Et cela malgré le formidable Gian Maria Volonté dans un rôle de taré qui n’est pas sans rappeler le rôle de Tuco dans Le Bon, la Brute et le Truand ! hélas, même Gian Maria avec toute la bonne volonté du monde ne peut donner de l’épaisseur à un film mince, très mince.
Si la réalisation est présentable et si le scénario se rattrape un peu sur la fin et peut même faire sourire avec son ironie bienvenue, il reste grosso merdo très répétitif et téléphoné.
Pour le reste, on ne peut pas dire que le film fasse rire, bien au contraire : trop burlesque, presque imbécile et souvent grotesque.

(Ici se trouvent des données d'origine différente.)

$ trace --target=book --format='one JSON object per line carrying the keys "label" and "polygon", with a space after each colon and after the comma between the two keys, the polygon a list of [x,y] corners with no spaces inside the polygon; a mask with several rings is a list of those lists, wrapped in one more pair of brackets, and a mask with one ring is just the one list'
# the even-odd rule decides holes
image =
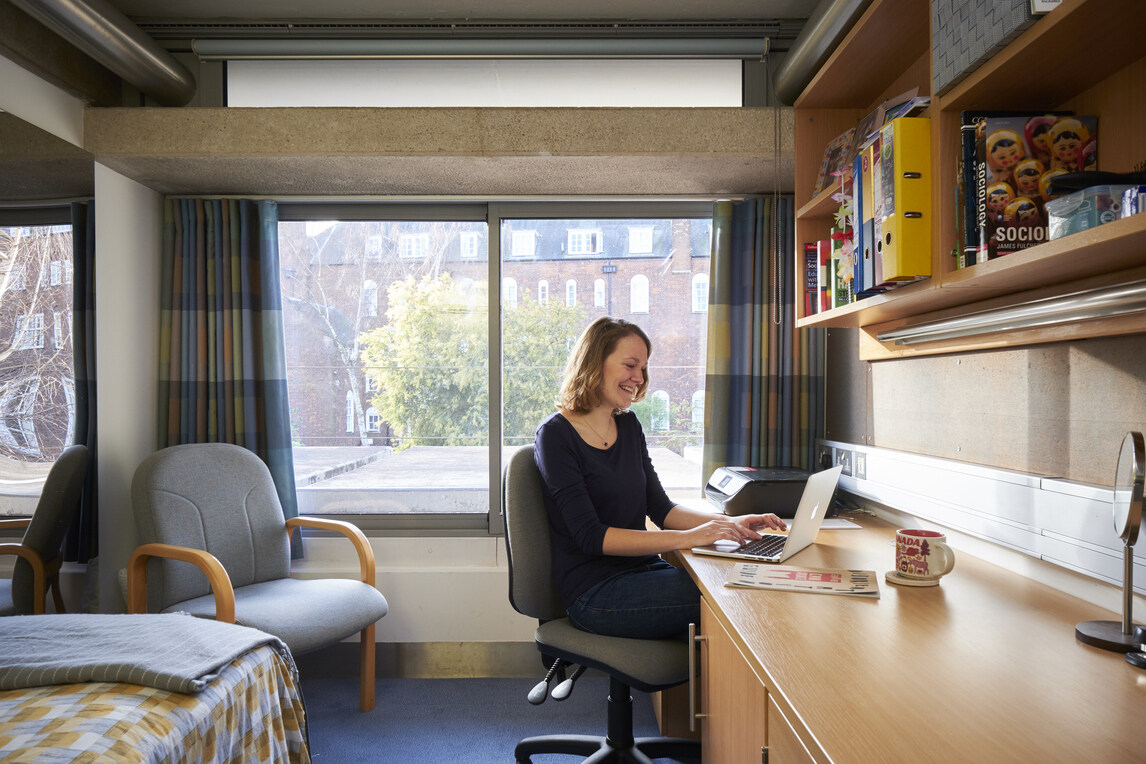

Une lassitude s’installe donc -pour ne pas dire un ennui certain- tandis que le film enchaîne ses fusillades comme un métronome entêté… oh ça, il y en a des morts ! mais la quantité ne fait pas la qualité, en tout cas pas ici… et le temps semble vraiment très long.
En conséquence de quoi, on ne saurait trop recommander d’éviter ce navet carrément périmé qui sent un peu trop la tortilla crâmée et les spaghetti trop cuits.